LONDON – Nvidia launched a quad-core Tegra 4 application processor based on the Cortex A15 for use in consumer gadgets from smartphones, tablet computers and games consoles at the Consumer Electronics Show in Las Vegas. It also announced the first system using it--Project Sheild, a hybrid mobile game player and streaming system from Nvidia.
The Tegra 4, codenamed "Wayne," comes with an optional Icera i500 chip that supports UE category 3 LTE cellular communications with a 100-Mbit per second downlink. Nvidia Corp. (Santa, Clara, Calif.) acquired soft-modem developer Icera Ltd. in 2011 for about $360 million.
Tegra 4 includes 72 GPU cores to provide approximately six times the graphics performance of the company's previous application processor, the Tegra 3. Web browsing is said to be 2.6 times faster than Tegra 3. Besides the quad-core Cortex A15, Tegra 4 includes a low-power Cortex A15 compatible core that performs background tasks to save power. This is thought to be a proprietary implementation of ARM's big-little technique similar to that implemented by Nvidia in Tegra 3.
While Tegra 3 was implemented in a 40-nm CMOS manufacturing process technology from Taiwan Semiconductor Manufacturing Co., the Tegra 4 is said to be manufactured using a 28-nm process technology that yields a top clock frequency of about 1.9 GHz.
One aspect of the Tegra 4 is the deployment of "computational photography" by allowing the GPU and CPU sections to work together and also with an image signal processor intended for use with a camera.

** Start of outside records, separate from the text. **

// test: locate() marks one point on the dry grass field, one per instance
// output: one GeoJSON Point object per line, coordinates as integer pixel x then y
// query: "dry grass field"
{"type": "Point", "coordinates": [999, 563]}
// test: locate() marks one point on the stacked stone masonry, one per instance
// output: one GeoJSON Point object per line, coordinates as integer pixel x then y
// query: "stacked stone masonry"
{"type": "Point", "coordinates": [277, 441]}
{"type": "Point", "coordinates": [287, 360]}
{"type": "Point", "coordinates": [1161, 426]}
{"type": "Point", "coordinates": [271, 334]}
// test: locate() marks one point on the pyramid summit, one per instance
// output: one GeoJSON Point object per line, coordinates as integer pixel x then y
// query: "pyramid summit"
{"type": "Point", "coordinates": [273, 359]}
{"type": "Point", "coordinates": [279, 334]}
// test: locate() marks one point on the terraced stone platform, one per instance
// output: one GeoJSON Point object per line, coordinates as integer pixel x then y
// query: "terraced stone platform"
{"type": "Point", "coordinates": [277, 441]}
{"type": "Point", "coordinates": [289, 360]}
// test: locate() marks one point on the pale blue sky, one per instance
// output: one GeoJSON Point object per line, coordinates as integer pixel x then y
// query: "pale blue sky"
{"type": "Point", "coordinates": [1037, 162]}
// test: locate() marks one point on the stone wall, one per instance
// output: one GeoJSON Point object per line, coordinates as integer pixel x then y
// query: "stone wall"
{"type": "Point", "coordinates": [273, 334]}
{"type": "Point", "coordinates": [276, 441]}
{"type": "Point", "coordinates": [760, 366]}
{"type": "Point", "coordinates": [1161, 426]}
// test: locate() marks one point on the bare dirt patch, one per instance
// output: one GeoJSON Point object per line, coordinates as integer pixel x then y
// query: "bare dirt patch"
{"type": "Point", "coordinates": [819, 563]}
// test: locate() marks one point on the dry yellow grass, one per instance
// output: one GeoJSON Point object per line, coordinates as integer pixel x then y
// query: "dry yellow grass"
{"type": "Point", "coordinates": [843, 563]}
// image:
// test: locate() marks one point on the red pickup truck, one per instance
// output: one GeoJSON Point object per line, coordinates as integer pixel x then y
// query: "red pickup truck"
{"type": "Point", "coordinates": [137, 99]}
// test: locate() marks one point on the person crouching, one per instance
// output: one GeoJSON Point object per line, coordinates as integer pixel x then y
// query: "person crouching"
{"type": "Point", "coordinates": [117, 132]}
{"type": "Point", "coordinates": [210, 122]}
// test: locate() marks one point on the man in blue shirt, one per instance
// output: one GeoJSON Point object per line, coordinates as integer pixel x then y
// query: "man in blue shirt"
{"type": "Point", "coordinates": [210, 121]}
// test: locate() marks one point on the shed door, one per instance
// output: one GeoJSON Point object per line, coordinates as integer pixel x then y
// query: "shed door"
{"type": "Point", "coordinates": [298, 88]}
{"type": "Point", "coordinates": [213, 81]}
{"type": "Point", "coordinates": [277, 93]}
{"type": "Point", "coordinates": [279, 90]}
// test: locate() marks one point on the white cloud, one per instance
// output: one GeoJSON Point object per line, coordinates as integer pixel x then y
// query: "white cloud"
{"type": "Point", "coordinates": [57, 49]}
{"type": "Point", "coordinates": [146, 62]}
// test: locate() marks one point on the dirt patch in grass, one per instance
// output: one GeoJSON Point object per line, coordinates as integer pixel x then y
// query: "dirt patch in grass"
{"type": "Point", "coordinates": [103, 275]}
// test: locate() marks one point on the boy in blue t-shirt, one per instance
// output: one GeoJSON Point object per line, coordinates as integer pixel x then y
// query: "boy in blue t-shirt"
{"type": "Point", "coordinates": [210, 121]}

A follow-on chip codenamed "Grey" is said to be in preparation for release later in 2013 that will include the baseband processor for the i500 soft modem.
“From the information that Nvidia showed, the Tegra 4 seems competitive with Qualcomm's quad-core (Krait) processor and the Samsung Exynos 5250,” said Kevin Krewell, senior analyst with the Linely Grpup (Mlountain Vioew, Calif.). However, Nvidia did not disclose key data such as the SoC’s clock frequency, power consumption, shipping dates or customers, he added.
“I expect Tegra 4 to be very competitive on gaming, video, photos, and multitasking,” said Patrick Moorhead, principal of Moor Insights and Strategy (Austin). “Their software-defined radio is a very high-risk, high-return proposition, but the fact that AT&T certified one flavor of the modem speaks to the reliability and quality, and that’s a good first step,” he added.